Los relatos de Claire Keegan —que de alguna manera es estadounidense, así como Hemingway es de alguna manera irlandés— me vuelven a instalar en ese mundo. Un mundo que ahora se comprende mucho más que antes no sólo porque el niño que leía a Hemingway ha crecido y reconoce ese dolor descarnado sino también porque Claire Keegan —quien ha aprendido del maestro la lección del contar y añade a lo que podría parecer un Hemingway irlandés una buena dosis de un controlado lirismo en tono menor— despoja su narrativa de toda aquella tensión de superhombría lanzada (y frustrada) hacia el futuro de los relatos de Hemingway. En Recorre los campos azules todo es un puro presente exento de cualquier esperanza: la vida de la Irlanda rural contemporánea aparece expuesta en todo su descarnado vigor (un vigor cansado y triste. Un vigor "Solitario, trite y final", como dice Osvaldo Soriano). Claire Keegan nos enseña sin pudor las entrañas sucias de una sociedad rural donde el abuso familiar y el incesto, la soledad y el alcohol, los sueños rotos y los matrimonios sin salida se mezclan en un extraño y melancólico connubio con la quietud del paisaje.
Ecribir sobre el fracaso, los sueños abortados y sobre todo sobre la soledad se ha vuelto ya un lugar común en lo que va de siglo. No hay libro de ningún escritorzuelo posmoderno que no trate, de una manera o de otra, la soledad: de alguna manera el tipo de personaje que vive en soledad a pesar de estar continuamente metido incluso en una vida frenética, configura por sí solos uno de los pilares de la literatura posmoderna. Pero en toda esta literatura este personaje se ha vuelto ya una masa indiferenciada.
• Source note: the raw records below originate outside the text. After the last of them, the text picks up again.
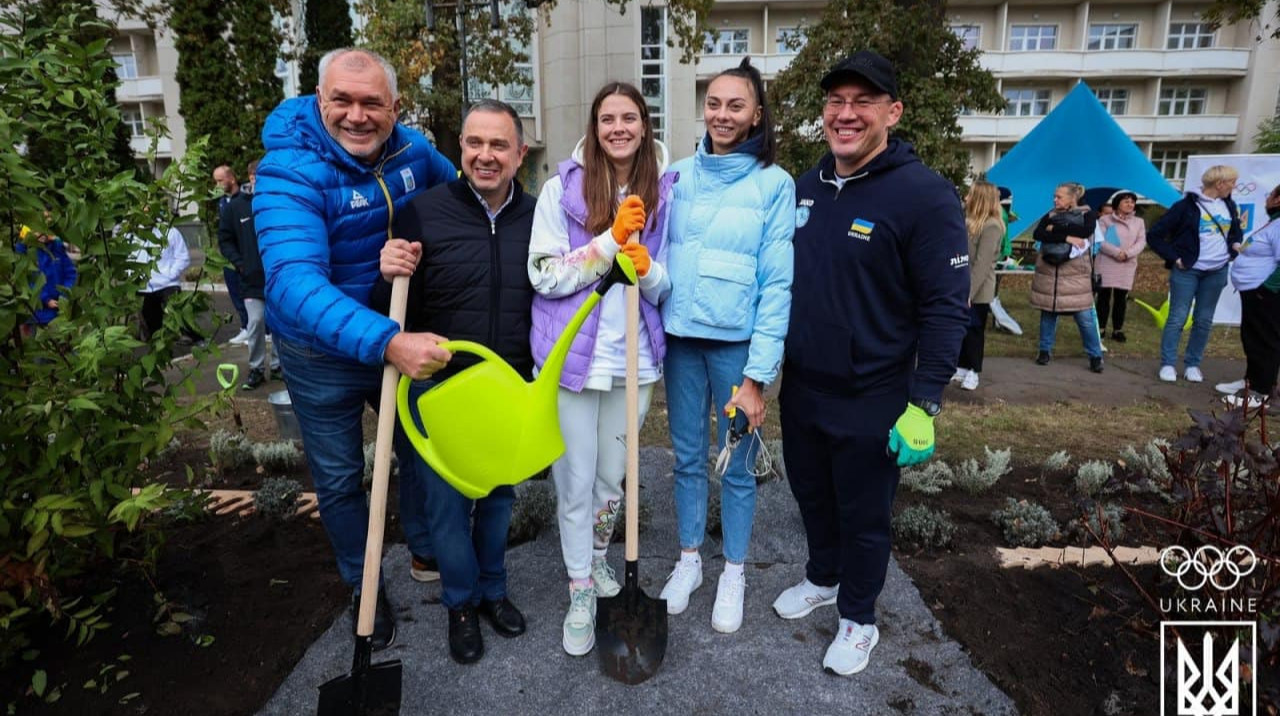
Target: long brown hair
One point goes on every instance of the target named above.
(981, 205)
(599, 185)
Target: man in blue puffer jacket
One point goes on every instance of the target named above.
(337, 169)
(878, 310)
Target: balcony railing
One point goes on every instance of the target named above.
(1201, 127)
(1215, 62)
(140, 90)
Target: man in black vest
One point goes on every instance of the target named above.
(466, 245)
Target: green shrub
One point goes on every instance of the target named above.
(83, 404)
(278, 498)
(1025, 524)
(1092, 477)
(929, 479)
(923, 528)
(976, 479)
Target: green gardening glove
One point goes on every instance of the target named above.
(912, 437)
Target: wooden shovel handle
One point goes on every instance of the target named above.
(382, 474)
(632, 387)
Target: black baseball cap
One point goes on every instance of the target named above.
(867, 65)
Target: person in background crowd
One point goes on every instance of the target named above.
(225, 181)
(731, 263)
(1256, 276)
(1197, 238)
(1064, 273)
(877, 318)
(986, 226)
(1124, 237)
(338, 167)
(611, 188)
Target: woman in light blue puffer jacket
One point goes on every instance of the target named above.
(730, 260)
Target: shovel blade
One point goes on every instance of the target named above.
(374, 691)
(631, 632)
Claire Keegan, al contrario, no nos habla de la soledad. No escribe sobre la soledad. Sino que «escribe la soledad».
Hay algo más que me fascina en los relatos de Keegan: lo tradicional y la subversión de lo tradicional. Claire cuenta sus relatos elidiendo voluntariamente las referencias temporales. Uno pude imaginarse que las historias entán ambientadas en los 70 u '80 o hasta los '90, pero no hay ninguna referencia a ello. Y esto genera un ambiente que aunque no llega a ser ni atemporal ni fantasmagórico, sí le confiere un algo de fabuloso. Pero algo fabuloso entendido en el sentido mismo de fábula: un aire de cuento tradicional contado por una abuela delante de la chimenea. Sin embargo, Keegan lo subvierte todo, le da la vuelta del revés: mientras ese tono de fábula, lírico, confiere a los relatos un aire de tradicición, al mismo tiempo consigue un distanciamiento que convierte el relato casi en una mirada antropológica sobre los personajes, impidiendo en muchos casos una conexión emocional profunda. Y esto genera cierto desasosiego: el desasosiego del espectador que se encuentra delante de una ventana abierta desde la que se ve el dolor, la soledad, la tristeza pero que apuesta, más que a la identificación con en el personaje, más que a crear una empatía elemental o intuitiva, a la comprensión.
«Ella decía que el autoconocimiento se hallaba en el extremo del habla. El propósito de la converación era encontrar lo que, de alguna manera, uno ya sabía. Creía que en toda conversación había un cuenco invisible. La conversación era el arte de poner palabras decentes en ese cuenco y sacar otras de allí. En una conversación amorosa, uno se descubría a sí mismo de la manera más amable y, al final, el cuenco volvía a estar vacío.»
Los dos fragmentos que he citado en este post no dan en absoluto la idea de lo que son los relatos del libro. Si los he copiado aquí es porque me gustan. Vienen, ambos, del mismo relato que da título al libro. Un gran relato, como el libro mismo: Recorre los campos azules.
Obviedad: si quieres tener una idea de lo que hay en el libro, léelo. Desde aquí te prometo que no te va a decepcionar.